Rush supports renewable energy programs, making him on the surface a reliable ally to the White House. But despite his perch on the Energy and Power subpanel, Rush isn’t known as a leading environmental advocate in the House Democratic Caucus — and he has shown a tendency to stray from the party’s talking points on global warming to focus on policies that would steer more energy-sector jobs to minority groups.

Bobby Rush
Rep. Bobby Rush (D-Ill.). | Photo courtesy of Wikipedia.

At the hearing last week, Rush highlighted a bipartisan bill that he backed last year calling for the departments of Energy, Labor and Education to establish national guidelines to diversify the energy industry workforce (E&E Daily, Sept. 18, 2014).

H.R. 4526 would also have required the agencies to create a training and education program for minorities seeking energy-related jobs. The bill was introduced by Whitfield and sponsored by Rush and Rep. Bill Johnson (R-Ohio).
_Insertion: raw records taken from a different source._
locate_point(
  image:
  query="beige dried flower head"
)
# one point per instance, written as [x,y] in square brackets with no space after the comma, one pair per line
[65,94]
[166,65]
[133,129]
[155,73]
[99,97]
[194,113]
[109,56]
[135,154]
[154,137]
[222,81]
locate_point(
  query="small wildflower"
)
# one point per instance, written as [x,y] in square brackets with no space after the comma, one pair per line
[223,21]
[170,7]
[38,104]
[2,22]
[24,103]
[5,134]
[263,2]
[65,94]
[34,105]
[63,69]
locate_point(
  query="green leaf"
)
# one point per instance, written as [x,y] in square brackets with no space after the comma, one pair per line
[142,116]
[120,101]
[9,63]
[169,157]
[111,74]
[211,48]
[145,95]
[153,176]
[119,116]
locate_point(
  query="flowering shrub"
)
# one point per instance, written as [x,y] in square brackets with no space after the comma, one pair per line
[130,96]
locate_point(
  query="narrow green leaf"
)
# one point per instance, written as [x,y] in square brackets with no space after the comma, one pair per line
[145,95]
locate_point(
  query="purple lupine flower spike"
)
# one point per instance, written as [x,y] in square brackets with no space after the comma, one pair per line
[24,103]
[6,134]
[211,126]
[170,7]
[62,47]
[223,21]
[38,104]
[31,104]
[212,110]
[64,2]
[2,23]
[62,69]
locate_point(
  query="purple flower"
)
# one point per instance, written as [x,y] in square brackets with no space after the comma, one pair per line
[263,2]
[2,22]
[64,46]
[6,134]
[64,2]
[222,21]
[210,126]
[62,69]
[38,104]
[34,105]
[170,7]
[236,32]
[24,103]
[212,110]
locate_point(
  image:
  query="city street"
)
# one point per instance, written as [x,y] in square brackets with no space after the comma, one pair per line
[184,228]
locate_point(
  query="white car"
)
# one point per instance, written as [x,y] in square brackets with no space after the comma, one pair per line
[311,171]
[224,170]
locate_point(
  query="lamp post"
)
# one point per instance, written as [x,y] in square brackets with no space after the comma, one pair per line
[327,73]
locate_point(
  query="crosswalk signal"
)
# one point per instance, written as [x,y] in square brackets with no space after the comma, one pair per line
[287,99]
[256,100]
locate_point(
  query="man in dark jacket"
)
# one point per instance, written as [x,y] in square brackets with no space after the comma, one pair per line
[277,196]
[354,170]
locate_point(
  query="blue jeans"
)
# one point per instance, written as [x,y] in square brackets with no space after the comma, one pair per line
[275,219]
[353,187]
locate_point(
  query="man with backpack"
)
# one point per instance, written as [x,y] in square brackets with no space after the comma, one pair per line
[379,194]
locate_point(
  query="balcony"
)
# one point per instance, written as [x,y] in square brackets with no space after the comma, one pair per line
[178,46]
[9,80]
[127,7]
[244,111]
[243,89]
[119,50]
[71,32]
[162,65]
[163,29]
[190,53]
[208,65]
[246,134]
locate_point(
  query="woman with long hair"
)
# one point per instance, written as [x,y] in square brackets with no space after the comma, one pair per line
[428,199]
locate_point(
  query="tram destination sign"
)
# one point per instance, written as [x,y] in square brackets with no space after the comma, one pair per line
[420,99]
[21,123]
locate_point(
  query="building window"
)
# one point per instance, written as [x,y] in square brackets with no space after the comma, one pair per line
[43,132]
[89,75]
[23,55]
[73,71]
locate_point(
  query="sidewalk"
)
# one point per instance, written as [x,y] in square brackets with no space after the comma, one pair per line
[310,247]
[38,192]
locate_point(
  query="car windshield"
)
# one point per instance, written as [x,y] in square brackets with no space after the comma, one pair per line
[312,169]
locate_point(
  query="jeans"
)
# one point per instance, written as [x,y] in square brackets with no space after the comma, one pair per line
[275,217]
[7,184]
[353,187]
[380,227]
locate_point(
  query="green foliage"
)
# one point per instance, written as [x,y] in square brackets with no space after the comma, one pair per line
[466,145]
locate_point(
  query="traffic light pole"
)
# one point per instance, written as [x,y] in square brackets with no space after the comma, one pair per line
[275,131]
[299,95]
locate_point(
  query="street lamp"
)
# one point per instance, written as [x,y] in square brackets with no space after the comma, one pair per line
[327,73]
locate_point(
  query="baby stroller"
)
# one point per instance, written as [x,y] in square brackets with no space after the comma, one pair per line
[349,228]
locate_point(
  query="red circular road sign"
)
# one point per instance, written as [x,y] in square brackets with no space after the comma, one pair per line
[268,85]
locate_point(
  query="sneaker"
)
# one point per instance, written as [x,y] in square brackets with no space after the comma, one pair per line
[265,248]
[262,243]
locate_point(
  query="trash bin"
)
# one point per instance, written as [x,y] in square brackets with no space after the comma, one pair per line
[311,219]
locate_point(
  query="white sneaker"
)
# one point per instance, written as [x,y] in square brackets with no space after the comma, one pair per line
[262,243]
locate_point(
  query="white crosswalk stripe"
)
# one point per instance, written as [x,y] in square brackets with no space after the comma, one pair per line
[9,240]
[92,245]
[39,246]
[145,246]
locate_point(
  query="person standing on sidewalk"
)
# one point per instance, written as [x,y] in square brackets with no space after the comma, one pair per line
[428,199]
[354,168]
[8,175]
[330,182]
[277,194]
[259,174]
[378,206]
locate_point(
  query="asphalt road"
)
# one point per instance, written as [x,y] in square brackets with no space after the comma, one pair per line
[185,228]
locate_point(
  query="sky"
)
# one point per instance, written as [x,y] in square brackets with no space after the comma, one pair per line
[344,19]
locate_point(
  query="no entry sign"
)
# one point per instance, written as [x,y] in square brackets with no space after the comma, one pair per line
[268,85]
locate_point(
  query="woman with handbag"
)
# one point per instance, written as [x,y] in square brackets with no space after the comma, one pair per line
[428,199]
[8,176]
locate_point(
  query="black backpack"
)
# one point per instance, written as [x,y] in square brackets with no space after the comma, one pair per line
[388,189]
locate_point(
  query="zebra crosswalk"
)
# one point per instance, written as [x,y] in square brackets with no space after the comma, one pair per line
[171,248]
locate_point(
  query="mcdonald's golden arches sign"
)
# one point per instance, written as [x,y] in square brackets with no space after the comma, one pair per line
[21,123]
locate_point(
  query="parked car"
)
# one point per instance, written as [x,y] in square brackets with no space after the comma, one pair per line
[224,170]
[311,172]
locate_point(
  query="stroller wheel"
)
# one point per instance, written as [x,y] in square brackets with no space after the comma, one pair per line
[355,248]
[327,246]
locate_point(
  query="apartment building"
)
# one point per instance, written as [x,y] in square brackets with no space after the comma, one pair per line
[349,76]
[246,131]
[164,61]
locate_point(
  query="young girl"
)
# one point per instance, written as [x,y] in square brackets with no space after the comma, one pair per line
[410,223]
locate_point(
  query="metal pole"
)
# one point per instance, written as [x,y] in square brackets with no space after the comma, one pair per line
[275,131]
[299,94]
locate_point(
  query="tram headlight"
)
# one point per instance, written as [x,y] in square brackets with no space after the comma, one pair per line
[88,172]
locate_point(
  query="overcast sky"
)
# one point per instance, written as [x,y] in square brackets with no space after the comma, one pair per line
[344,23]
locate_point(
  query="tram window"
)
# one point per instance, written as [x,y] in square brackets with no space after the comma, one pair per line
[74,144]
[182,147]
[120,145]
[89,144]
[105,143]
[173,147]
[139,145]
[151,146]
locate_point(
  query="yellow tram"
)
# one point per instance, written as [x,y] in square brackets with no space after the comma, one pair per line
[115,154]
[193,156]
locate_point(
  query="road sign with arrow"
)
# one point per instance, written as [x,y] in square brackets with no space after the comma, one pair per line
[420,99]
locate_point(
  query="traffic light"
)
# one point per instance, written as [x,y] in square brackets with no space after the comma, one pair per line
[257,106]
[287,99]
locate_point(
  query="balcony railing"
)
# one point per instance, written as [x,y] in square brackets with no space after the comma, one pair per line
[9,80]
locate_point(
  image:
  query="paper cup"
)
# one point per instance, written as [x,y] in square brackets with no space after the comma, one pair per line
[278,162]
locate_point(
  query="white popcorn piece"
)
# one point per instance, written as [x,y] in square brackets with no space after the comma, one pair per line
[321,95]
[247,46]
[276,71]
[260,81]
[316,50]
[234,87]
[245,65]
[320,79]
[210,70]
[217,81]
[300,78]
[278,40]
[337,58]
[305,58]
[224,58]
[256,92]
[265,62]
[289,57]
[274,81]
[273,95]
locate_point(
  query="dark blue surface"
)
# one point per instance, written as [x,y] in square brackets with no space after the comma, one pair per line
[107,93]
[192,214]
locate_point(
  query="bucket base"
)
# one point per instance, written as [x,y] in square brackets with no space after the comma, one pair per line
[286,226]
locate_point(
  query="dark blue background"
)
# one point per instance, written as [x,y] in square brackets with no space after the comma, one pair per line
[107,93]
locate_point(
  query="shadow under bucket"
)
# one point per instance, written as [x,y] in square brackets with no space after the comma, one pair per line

Efforts to mesh environmental policy with issues of race and class date back at least as far as the 1960s, when the Rev. Martin Luther King Jr. and others incorporated concerns about the environment into their broader message of racial and economic reform.

The environmental and civil rights movements diverged in the decades that followed, however. When they intersected, it was usually in the arena of environmental justice, an offshoot of the green movement that was spawned by fights over pollution in poor, predominantly black urban communities.

The disputes have led to changes in cities that, in the past, disproportionately sited waste and manufacturing facilities in low-income areas. In New York, for example, a long-term waste management plan put in place by former Mayor Michael Bloomberg required that new waste facilities be equally distributed across the five boroughs.

In Chicago, the city is involved in a legal fight over a petroleum coke storage facility that local residents say causes air pollution in their neighborhood.

But increasingly environmental justice advocates are turning their focus to the energy sector and securing energy-related opportunities for minority-owned businesses and workers, a change Rush attributes to the country’s current energy boom.

The Obama administration has not devoted much attention to that aspect of energy politics, though a top EPA official did address the issue of environmental justice on the 50th anniversary of the 1963 March on Washington (Greenwire, Aug. 28, 2013).

‘A level of kinship’

Rush insisted that his focus on energy-sector jobs for minorities isn’t meant to draw attention away from the president’s broader green agenda. "I don’t want to distract from" that, Rush said. "Protecting his legacy is important to me."

Rush said he doesn’t think about his race against Obama very often. At the time, the contest was framed as a generational clash between Rush, the former Black Panther and veteran South Side leader, and Obama, an upstart University of Chicago lecturer with roots in Hawaii who lived in the district’s tony, mostly white Hyde Park neighborhood.

A majority of the district’s African-American leaders sided with Rush and he won easily, beating Obama, who was largely unknown outside Hyde Park, by 61 percent to 30 percent. But despite the differences in their personal backgrounds and standing in Chicago, Rush said he and Obama shared many of the same ideas.

The "campaign was not based on differences in policy for the most part. Maybe our personalities were different, but never policy," Rush said.

House lawmakers who know Rush said that he feels he has a unique connection to the president because of their contest, even though he rarely talks about it.

"There’s a level of kinship in that," said Rep. Danny Davis (D-Ill.), another longtime Chicago political fixture. "I think Bobby will have that in mind as we go on with the last two years of the president’s tenure."

As for Obama, other House Democrats from Illinois expressed the popular view that losing to Rush in 2000 was a blessing in disguise.

"I don’t see [Obama] lifting himself from the bench of the House to the presidency of the United States," said Rep. Luis Gutiérrez (D-Ill.). "Barack Obama should wake up every morning and send Bobby a thank you card."